My failed attempt to build an interesting twitter bot

26 March 2017

In 2013, I created @dataanddataviz: a twitter account that retweets tweets about data analysis, charts, maps and programming. Over time, I’ve made a few changes to improve it. And @dataanddataviz did improve, but I’m still not satisfied with it, so I decided to retire it.

There are all sorts of twitter bots. Often, their success is measured by how many followers they gain or how much interaction they provoke. My aim was different. I wanted to create an account that is so interesting that I’d want to follow it myself. Which, of course, is a very subjective criterion (not to mention ambitious).

Timing

First a practical matter: it has been suggested that you can detect twitter bots by the timing of their tweets. The chart below (inspired by this one) shows the timing of posts by @dataanddataviz.

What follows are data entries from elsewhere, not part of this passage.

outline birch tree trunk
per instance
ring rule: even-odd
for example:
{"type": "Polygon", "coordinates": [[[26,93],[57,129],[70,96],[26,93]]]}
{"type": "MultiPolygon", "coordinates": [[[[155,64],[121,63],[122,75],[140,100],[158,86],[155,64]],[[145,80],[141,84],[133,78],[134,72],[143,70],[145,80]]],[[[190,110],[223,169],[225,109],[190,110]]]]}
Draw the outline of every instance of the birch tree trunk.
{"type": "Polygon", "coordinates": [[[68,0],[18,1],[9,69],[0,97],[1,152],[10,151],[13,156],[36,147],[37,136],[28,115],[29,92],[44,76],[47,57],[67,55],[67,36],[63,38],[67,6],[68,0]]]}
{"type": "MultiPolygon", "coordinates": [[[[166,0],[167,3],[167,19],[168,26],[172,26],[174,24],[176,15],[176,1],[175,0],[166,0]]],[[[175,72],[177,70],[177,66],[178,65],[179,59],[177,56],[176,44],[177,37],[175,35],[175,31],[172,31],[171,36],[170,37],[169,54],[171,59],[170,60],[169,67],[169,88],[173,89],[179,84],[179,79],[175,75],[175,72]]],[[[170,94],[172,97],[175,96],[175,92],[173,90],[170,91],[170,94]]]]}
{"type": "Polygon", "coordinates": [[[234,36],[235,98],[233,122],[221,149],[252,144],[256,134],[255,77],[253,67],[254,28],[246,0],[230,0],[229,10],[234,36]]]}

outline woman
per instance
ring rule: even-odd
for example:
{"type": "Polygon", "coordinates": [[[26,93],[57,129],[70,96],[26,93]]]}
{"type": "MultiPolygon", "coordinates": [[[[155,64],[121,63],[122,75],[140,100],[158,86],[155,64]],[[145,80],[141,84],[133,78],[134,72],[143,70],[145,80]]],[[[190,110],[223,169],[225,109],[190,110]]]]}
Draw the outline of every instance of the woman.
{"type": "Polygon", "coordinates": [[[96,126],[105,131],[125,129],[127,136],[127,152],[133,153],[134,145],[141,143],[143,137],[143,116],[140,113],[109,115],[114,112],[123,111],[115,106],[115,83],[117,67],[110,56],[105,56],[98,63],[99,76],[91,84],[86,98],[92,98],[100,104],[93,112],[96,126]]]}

I randomized the time at which @dataanddataviz posts. The median time between tweets is about 100 minutes (I lowered the frequency last January, as shown by the dark green dots). There is no day/night pattern. If tweets were posted manually, you’d expect a day/night pattern.

Selecting tweets

Initially, I collected tweets using search terms such as dataviz, data analysis and open data. From those tweets, I tried selecting the most interesting ones by looking how often they had been retweeted or liked. @dataanddataviz would retweet some of the more popular recent tweets.

This was not a success. For example, there are quite a few people who tweet conspiracy theories and include references to data and charts as «proof». Sometimes, their tweets get quite a few likes and retweets, and @dataanddataviz ended up retweeting some of those tweets. Awkward.

I decided to try a different approach: follow people who I trust, and use their retweets as recommendations. If someone I trust thinks a tweet is interesting enough to retweet, then it may well be interesting enough for @dataanddataviz to retweet.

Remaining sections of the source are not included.